Nasmyth laid a hand on his shoulder in a very expressive way.

“I felt all along that you’d come to look at it like that!”

“But there’s Batley; he has some suspicions.”

“I can silence him,” promised Nasmyth. “The man has his good points, after all.”

“That’s so,” Lisle agreed. “Still, I’ll come straight across to England and tackle him if you fail.

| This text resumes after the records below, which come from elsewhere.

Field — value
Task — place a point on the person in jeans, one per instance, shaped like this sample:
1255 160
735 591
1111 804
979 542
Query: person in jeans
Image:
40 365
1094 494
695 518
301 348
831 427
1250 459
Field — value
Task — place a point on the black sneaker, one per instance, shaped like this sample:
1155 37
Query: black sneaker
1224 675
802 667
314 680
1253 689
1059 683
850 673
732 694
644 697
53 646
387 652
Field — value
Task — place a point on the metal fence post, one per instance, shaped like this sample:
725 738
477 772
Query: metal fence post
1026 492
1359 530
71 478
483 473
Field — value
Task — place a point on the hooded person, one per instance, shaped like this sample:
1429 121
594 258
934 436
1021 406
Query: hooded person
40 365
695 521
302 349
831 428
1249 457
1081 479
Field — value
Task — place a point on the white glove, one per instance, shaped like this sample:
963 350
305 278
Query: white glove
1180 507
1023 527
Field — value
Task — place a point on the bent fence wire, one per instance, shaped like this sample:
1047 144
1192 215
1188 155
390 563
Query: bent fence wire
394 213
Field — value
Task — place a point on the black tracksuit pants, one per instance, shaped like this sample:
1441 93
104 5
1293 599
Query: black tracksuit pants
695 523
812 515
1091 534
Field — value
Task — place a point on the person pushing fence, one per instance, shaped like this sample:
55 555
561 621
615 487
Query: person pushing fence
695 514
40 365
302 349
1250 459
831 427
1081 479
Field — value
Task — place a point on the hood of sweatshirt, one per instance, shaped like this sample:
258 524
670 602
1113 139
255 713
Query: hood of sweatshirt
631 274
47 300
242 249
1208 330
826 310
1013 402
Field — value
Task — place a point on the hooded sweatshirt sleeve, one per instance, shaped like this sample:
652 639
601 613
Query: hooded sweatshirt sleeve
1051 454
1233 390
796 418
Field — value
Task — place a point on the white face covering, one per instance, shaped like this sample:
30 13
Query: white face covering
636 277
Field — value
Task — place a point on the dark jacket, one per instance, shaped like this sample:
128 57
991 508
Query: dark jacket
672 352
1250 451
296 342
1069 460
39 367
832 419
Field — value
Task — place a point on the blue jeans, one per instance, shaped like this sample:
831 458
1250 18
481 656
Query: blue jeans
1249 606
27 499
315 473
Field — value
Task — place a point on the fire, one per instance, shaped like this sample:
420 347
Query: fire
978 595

If it’s a question of money, you can count me in—I’ve been prospering lately.” He rose and knocked out his pipe. “That’s the last word on the matter.”

They went back to camp, and starting soon after sunrise the next morning they reached a settlement on the railroad after a comparatively easy journey; and that evening Lisle stood with a heavy heart beside the track while the big cars moved away, his eyes fixed on a woman’s figure that leaned out from a vestibule platform, waving a hand to him.

After that he went back to his work, with Crestwick; and nearly twelve months had passed when he sent a cable to England and started for that country a day after receiving the answer. Crestwick insisted on going with him.

“You’ll no doubt want my support again,” he grinned. “There’s an office I mean to rob Nasmyth of, if I can.”

It was evening when they drove into sight of Millicent’s house. Lisle’s heart throbbed painfully fast as he got down, but he was not kept waiting. Millicent was standing in her drawing-room, and as he came in she held out her hand to him.

“You answered my message,” he said, seizing it. “You must have guessed what I meant when I asked if I might come across.”

“Yes,” she confessed softly; “I knew and I told you to come.”

He still held her a little away from him as he gave a quick glance at the refined and artistic appointments of the room.

“There’s a good deal you will have to give up,” he told her. “You’re not afraid of our new and rugged country? But it has something to offer—and we need such people as you.”

“It’s going to be a great country before very long,” she answered gravely; “and I have no dread of it now. But—I gave my dearest—I think it owes me something in return.”

He drew her masterfully into his arms.

“It discharges all its debts. You must teach me how to pay you back in full measure; that’s my one big task. You’re giving so much freely; but, of course, I’m glad—I don’t want duty.”

“This isn’t duty,” she smiled; “it’s love!”